6.6.1. scikits.learn.mixture.GMM¶
- class scikits.learn.mixture.GMM(n_states=1, cvtype='diag')¶
Gaussian Mixture Model
Representation of a Gaussian mixture model probability distribution. This class allows for easy evaluation of, sampling from, and maximum-likelihood estimation of the parameters of a GMM distribution.
Initializes parameters such that every mixture component has zero mean and identity covariance.
Parameters : n_states : int
Number of mixture components.
cvtype : string (read-only)
String describing the type of covariance parameters to use. Must be one of ‘spherical’, ‘tied’, ‘diag’, ‘full’. Defaults to ‘diag’.
Examples
>>> import numpy as np >>> from scikits.learn import mixture >>> g = mixture.GMM(n_states=2)
>>> # Generate random observations with two modes centered on 0 >>> # and 10 to use for training. >>> np.random.seed(0) >>> obs = np.concatenate((np.random.randn(100, 1), ... 10 + np.random.randn(300, 1))) >>> g.fit(obs) GMM(cvtype='diag', n_states=2) >>> g.weights array([ 0.25, 0.75]) >>> g.means array([[ 0.05980802], [ 9.94199467]]) >>> g.covars [array([[ 1.01682662]]), array([[ 0.96080513]])] >>> np.round(g.weights, 2) array([ 0.25, 0.75]) >>> np.round(g.means, 2) array([[ 0.06], [ 9.94]]) >>> np.round(g.covars, 2) ... array([[[ 1.02]], [[ 0.96]]]) >>> g.predict([[0], [2], [9], [10]]) array([0, 0, 1, 1]) >>> np.round(g.score([[0], [2], [9], [10]]), 2) array([-2.32, -4.16, -1.65, -1.19])

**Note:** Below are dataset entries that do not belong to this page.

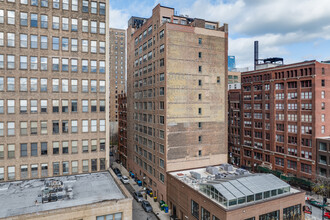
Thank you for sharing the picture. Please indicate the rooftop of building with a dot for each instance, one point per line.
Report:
(232, 187)
(271, 67)
(37, 195)
(137, 22)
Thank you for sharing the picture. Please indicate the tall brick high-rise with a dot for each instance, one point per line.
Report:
(284, 111)
(177, 95)
(53, 93)
(117, 76)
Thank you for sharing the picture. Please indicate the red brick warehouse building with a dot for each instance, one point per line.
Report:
(284, 110)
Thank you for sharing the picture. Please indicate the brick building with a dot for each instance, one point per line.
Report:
(218, 193)
(177, 95)
(122, 129)
(117, 75)
(234, 125)
(284, 111)
(53, 77)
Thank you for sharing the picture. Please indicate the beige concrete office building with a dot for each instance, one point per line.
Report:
(53, 93)
(177, 95)
(117, 75)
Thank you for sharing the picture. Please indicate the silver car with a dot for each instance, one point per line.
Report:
(146, 206)
(138, 196)
(124, 179)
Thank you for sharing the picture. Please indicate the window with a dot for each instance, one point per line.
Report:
(43, 105)
(56, 147)
(84, 66)
(1, 129)
(93, 46)
(102, 85)
(84, 85)
(56, 127)
(84, 126)
(74, 85)
(33, 63)
(44, 63)
(44, 3)
(74, 44)
(93, 125)
(44, 21)
(43, 127)
(94, 7)
(23, 150)
(34, 106)
(74, 126)
(93, 27)
(10, 17)
(65, 64)
(65, 167)
(65, 24)
(34, 20)
(56, 23)
(65, 147)
(65, 106)
(11, 106)
(102, 8)
(74, 166)
(43, 85)
(65, 44)
(43, 148)
(102, 28)
(34, 127)
(10, 61)
(10, 39)
(56, 168)
(74, 5)
(102, 125)
(74, 65)
(65, 85)
(74, 25)
(85, 26)
(1, 39)
(11, 173)
(55, 83)
(194, 209)
(34, 149)
(44, 170)
(23, 128)
(55, 64)
(56, 4)
(102, 105)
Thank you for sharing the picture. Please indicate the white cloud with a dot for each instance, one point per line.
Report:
(276, 24)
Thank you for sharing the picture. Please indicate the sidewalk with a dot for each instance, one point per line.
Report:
(155, 205)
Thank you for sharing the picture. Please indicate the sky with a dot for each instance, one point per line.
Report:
(296, 30)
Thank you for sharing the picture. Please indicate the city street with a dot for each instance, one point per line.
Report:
(138, 211)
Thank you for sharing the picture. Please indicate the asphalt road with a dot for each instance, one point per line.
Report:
(138, 211)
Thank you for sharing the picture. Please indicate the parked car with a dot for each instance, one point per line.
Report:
(146, 206)
(138, 196)
(124, 179)
(116, 171)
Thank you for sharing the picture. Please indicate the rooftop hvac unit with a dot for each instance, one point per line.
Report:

>>> # Refit the model on new data (initial parameters remain the >>> # same), this time with an even split between the two modes. >>> g.fit(20 * [[0]] + 20 * [[10]]) GMM(cvtype='diag', n_states=2) >>> np.round(g.weights, 2) array([ 0.5, 0.5])
Attributes
cvtype Covariance type of the model. n_states Number of mixture components in the model. weights Mixing weights for each mixture component. means Mean parameters for each mixture component. covars Return covars as a full matrix. n_features int Dimensionality of the Gaussians. Methods
decode(X) Find most likely mixture components for each point in X. eval(X) Compute the log likelihood of X under the model and the posterior distribution over mixture components. fit(X) Estimate model parameters from X using the EM algorithm. predict(X) Like decode, find most likely mixtures components for each observation in X. rvs(n=1) Generate n samples from the model. score(X) Compute the log likelihood of X under the model. - __init__(n_states=1, cvtype='diag')¶
- covars¶
Return covars as a full matrix.
- cvtype¶
Covariance type of the model.
Must be one of ‘spherical’, ‘tied’, ‘diag’, ‘full’.
- decode(obs)¶
Find most likely mixture components for each point in obs.

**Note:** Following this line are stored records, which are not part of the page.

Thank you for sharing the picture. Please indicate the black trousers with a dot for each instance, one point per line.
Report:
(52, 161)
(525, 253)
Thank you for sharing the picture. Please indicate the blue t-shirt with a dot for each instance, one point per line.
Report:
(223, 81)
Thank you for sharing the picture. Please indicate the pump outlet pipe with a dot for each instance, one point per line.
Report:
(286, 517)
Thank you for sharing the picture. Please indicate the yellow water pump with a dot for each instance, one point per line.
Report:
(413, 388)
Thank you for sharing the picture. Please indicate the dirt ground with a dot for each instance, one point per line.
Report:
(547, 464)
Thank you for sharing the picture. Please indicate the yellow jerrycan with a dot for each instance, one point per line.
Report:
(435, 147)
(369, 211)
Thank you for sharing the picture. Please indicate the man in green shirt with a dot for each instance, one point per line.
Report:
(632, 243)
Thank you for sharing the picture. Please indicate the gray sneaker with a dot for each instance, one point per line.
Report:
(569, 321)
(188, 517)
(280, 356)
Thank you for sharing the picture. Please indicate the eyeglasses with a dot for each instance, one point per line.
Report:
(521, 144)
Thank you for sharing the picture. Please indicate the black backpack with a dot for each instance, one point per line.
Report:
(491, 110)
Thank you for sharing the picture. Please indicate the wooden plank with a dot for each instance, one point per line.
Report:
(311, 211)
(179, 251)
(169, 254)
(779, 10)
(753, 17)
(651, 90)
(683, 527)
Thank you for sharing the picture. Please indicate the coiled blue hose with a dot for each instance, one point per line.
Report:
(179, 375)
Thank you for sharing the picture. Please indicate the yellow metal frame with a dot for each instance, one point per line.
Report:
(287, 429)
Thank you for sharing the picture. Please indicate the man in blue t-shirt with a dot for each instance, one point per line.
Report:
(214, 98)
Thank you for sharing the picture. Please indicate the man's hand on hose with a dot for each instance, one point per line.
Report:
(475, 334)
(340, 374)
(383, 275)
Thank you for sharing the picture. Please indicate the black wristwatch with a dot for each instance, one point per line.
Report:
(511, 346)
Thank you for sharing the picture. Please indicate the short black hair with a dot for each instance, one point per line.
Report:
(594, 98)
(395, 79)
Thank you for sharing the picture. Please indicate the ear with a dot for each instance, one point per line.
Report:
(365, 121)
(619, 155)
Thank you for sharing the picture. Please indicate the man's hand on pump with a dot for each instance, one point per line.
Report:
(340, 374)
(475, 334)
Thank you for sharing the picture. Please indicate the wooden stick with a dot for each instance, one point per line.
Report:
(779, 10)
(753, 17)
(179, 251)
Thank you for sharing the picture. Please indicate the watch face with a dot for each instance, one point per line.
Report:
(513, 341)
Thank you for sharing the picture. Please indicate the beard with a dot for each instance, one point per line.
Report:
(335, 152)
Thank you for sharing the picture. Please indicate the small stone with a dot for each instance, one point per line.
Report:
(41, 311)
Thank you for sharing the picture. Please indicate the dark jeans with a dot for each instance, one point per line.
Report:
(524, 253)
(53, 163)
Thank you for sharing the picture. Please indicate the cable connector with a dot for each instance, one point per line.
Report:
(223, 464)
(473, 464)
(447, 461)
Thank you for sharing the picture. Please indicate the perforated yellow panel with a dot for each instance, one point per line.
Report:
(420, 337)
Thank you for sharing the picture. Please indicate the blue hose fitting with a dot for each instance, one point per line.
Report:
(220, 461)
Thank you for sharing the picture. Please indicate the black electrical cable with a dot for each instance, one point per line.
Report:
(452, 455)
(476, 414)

Parameters : obs : array_like, shape (n, n_features)
List of n_features-dimensional data points. Each row corresponds to a single data point.

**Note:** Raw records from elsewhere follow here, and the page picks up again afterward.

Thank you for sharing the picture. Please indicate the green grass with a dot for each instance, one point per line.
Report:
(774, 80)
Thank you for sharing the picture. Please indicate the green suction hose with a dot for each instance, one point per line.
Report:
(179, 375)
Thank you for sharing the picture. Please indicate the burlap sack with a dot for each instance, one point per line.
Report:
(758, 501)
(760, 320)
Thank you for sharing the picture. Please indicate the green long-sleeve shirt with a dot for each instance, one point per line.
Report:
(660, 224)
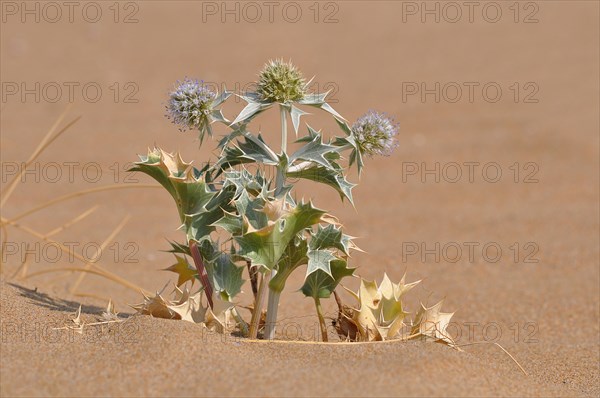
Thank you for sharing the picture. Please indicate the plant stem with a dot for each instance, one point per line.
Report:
(273, 303)
(272, 308)
(253, 273)
(283, 129)
(202, 274)
(256, 313)
(321, 319)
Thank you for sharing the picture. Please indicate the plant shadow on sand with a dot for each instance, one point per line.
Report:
(55, 304)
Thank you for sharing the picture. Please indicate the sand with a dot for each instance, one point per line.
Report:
(545, 313)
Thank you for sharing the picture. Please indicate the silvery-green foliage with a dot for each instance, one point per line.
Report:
(264, 223)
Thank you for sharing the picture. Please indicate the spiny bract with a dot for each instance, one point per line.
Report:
(281, 82)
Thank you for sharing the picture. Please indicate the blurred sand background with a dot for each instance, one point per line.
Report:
(546, 312)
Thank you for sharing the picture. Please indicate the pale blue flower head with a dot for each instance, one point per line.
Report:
(190, 105)
(375, 134)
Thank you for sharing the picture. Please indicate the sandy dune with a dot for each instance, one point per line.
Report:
(539, 299)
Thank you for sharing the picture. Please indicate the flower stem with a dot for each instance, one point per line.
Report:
(272, 314)
(202, 274)
(283, 129)
(260, 297)
(321, 319)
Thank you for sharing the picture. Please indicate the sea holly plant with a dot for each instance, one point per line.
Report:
(238, 221)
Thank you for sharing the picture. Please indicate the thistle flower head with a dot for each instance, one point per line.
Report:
(281, 82)
(375, 134)
(190, 105)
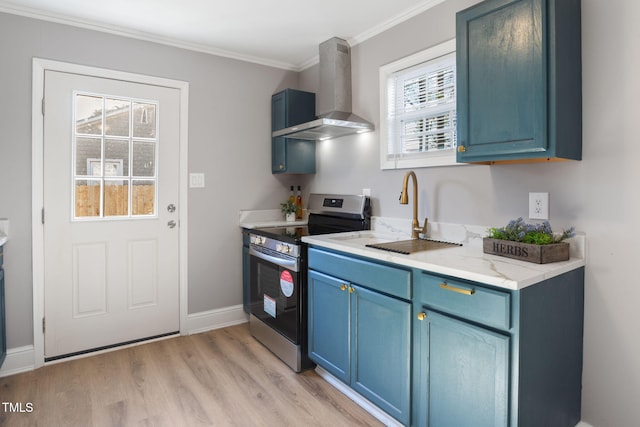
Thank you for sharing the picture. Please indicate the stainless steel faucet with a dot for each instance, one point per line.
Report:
(404, 199)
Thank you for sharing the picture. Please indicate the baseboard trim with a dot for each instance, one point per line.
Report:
(19, 359)
(365, 404)
(216, 319)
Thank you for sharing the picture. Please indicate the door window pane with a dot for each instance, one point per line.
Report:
(144, 158)
(117, 117)
(88, 114)
(108, 160)
(87, 197)
(116, 198)
(117, 152)
(88, 156)
(144, 120)
(143, 197)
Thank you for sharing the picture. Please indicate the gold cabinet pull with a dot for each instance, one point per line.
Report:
(459, 290)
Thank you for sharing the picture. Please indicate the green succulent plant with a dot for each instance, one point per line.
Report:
(289, 207)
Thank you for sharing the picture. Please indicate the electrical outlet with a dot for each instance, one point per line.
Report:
(196, 180)
(538, 205)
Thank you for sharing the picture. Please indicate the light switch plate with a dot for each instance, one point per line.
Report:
(538, 205)
(196, 180)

Returns : logprobs : array_like, shape (n,)
Log probability of each point in obs under the model.
components : array_like, shape (n,)
Index of the most likelihod mixture components for each observation
- eval(obs)¶
Evaluate the model on data
Compute the log probability of obs under the model and return the posterior distribution (responsibilities) of each mixture component for each element of obs.
Parameters : obs : array_like, shape (n, n_features)
List of n_features-dimensional data points. Each row corresponds to a single data point.
Returns : logprob : array_like, shape (n,)
Log probabilities of each data point in obs
posteriors: array_like, shape (n, n_states) :
Posterior probabilities of each mixture component for each observation
- fit(X, n_iter=10, min_covar=0.001, thresh=0.01, params='wmc', init_params='wmc')¶
Estimate model parameters with the expectation-maximization algorithm.
A initialization step is performed before entering the em algorithm. If you want to avoid this step, set the keyword argument init_params to the empty string ‘’. Likewise, if you would like just to do an initialization, call this method with n_iter=0.
Parameters : X : array_like, shape (n, n_features)
List of n_features-dimensional data points. Each row corresponds to a single data point.
n_iter : int, optional
Number of EM iterations to perform.
min_covar : float, optional
Floor on the diagonal of the covariance matrix to prevent overfitting. Defaults to 1e-3.
thresh : float, optional
Convergence threshold.
params : string, optional
Controls which parameters are updated in the training process. Can contain any combination of ‘w’ for weights, ‘m’ for means, and ‘c’ for covars. Defaults to ‘wmc’.
init_params : string, optional
Controls which parameters are updated in the initialization process. Can contain any combination of ‘w’ for weights, ‘m’ for means, and ‘c’ for covars. Defaults to ‘wmc’.
- means¶
Mean parameters for each mixture component.
- n_states¶
Number of mixture components in the model.
- predict(X)¶
Predict label for data.
Parameters : X : array-like, shape = [n_samples, n_features] Returns : C : array, shape = [n_samples]
- predict_proba(X)¶
Predict posterior probability of data under each Gaussian in the model.
Parameters : X : array-like, shape = [n_samples, n_features]
Returns : T : array-like, shape = [n_samples, n_states]
Returns the probability of the sample for each Gaussian (state) in the model.
- rvs(n=1)¶
Generate random samples from the model.
Parameters : n : int
Number of samples to generate.
Returns : obs : array_like, shape (n, n_features)
List of samples
- score(obs)¶
Compute the log probability under the model.
Parameters : obs : array_like, shape (n, n_features)
List of n_features-dimensional data points. Each row corresponds to a single data point.
Returns : logprob : array_like, shape (n,)
Log probabilities of each data point in obs
- weights¶
Mixing weights for each mixture component.